C’è stata secondo lei una collusione fra controllori e controllati che ha amplificato le conseguenze del disastro?

Questa potrebbe essere una delle ipotesi. E non escludo che possa capitare quando si lavora sulla sicurezza nucleare, perché la sicurezza nucleare è un tema di esclusivo interesse pubblico. Pertanto, le agenzie pubbliche nelle loro funzioni di controllori possono avere in moltissimi casi un rapporto stretto, non dico collusione, ma un rapporto stretto con i controllati, cioè con i soggetti gestori degli impianti, ma questo vale non soltanto per il nucleare. È necessario avere Autorità terze che siano in grado di entrare nel merito di problemi complessi e che diano adeguate garanzie sia ai cittadini, sia ai gestori, cioè di essere imparziali e dare una risposta di verità “super partes”. Questo evita anche che ci siano possibili rapporti fra controllori e controllati.

Che insegnamento potrebbe dare la gestione dell’incidente di Fukushima?

Per quanto riguarda l’ambiente e i problemi di gestione ambientale, in cui sussistono parimenti controllori e controllati, credo che l’Italia debba riesaminare il suo sistema delle Agenzie per la protezione dell’ambiente che svolgono funzioni autorizzative e di controllo. Sto lavorando perché l’Italia, la popolazione italiana, possa avere risposte sicure e autorevoli sulla protezione dell’ambiente da parte di una Autorità indipendente, in modo da fornire adeguate garanzie sia ai cittadini che alle imprese. Molto spesso avviene, e il caso di Taranto è significativo, che il rapporto fra Agenzie pubbliche e imprese, che porta poi una procedura di autorizzazione, venga, per così dire, messo in discussione in maniera drastica dall’Autorità giudiziaria, la quale avvia una procedura di valutazione parallela e, possiamo dire, anche antagonista rispetto a quella pubblica. Allora ci sono due questioni da risolvere. La prima è evidentemente la credibilità delle Agenzie pubbliche, che è ancora lontana da standard adeguati per fornire garanzie di imparzialità. La seconda è che nel sistema nazionale per la protezione dell’ambiente ci sono molti attori che giocano la stessa partita da posizioni diverse, mettendo in una posizione marginale il ruolo delle amministrazioni pubbliche. E questo non è accettabile. Però è un dato di fatto e dobbiamo lavorare per recuperare.

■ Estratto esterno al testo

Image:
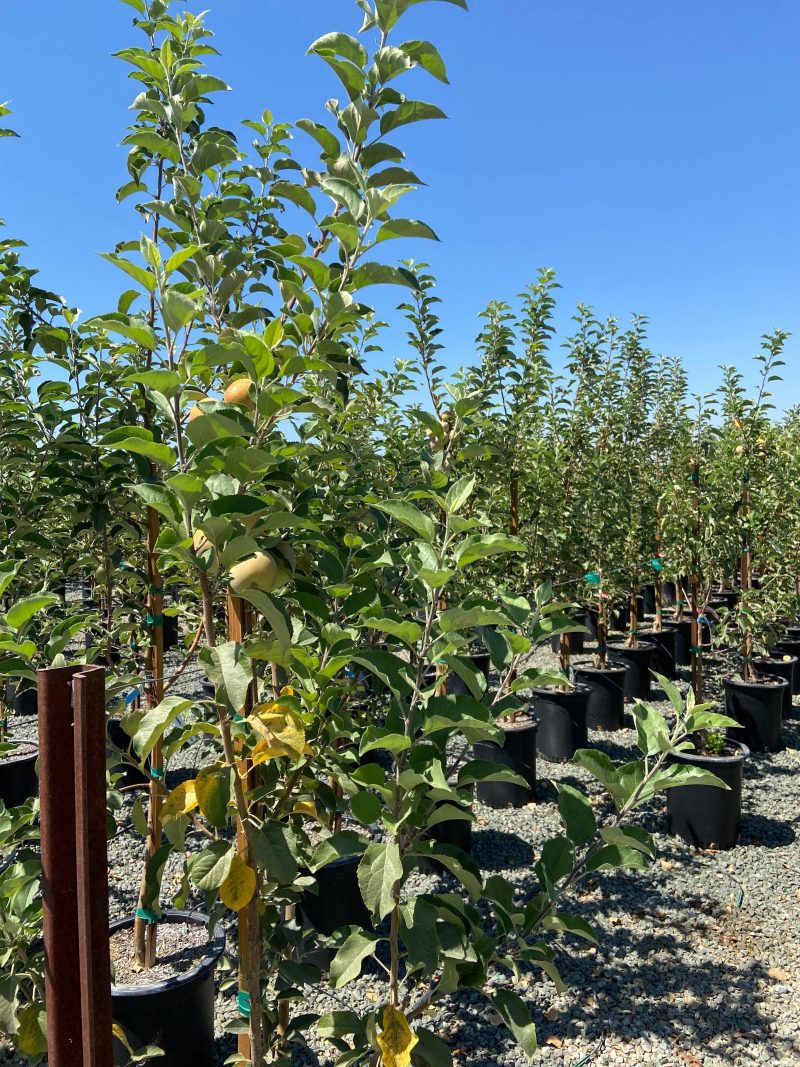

E per il nucleare in Italia?

Il programma del precedente governo Berlusconi era quello di raggiungere entro il 2030 una produzione di energia elettrica in Italia suddivisa in un 25% da fonte nucleare, un 25% da fonti rinnovabili ed il rimanente 50% dalle fonti convenzionali. Evidentemente questo programma non sussiste più.  Già lo stesso governo Berlusconi aveva deciso una moratoria. Poi il referendum dello scorso anno ha fatto il resto. Di conseguenza il problema del nucleare in Italia non si pone.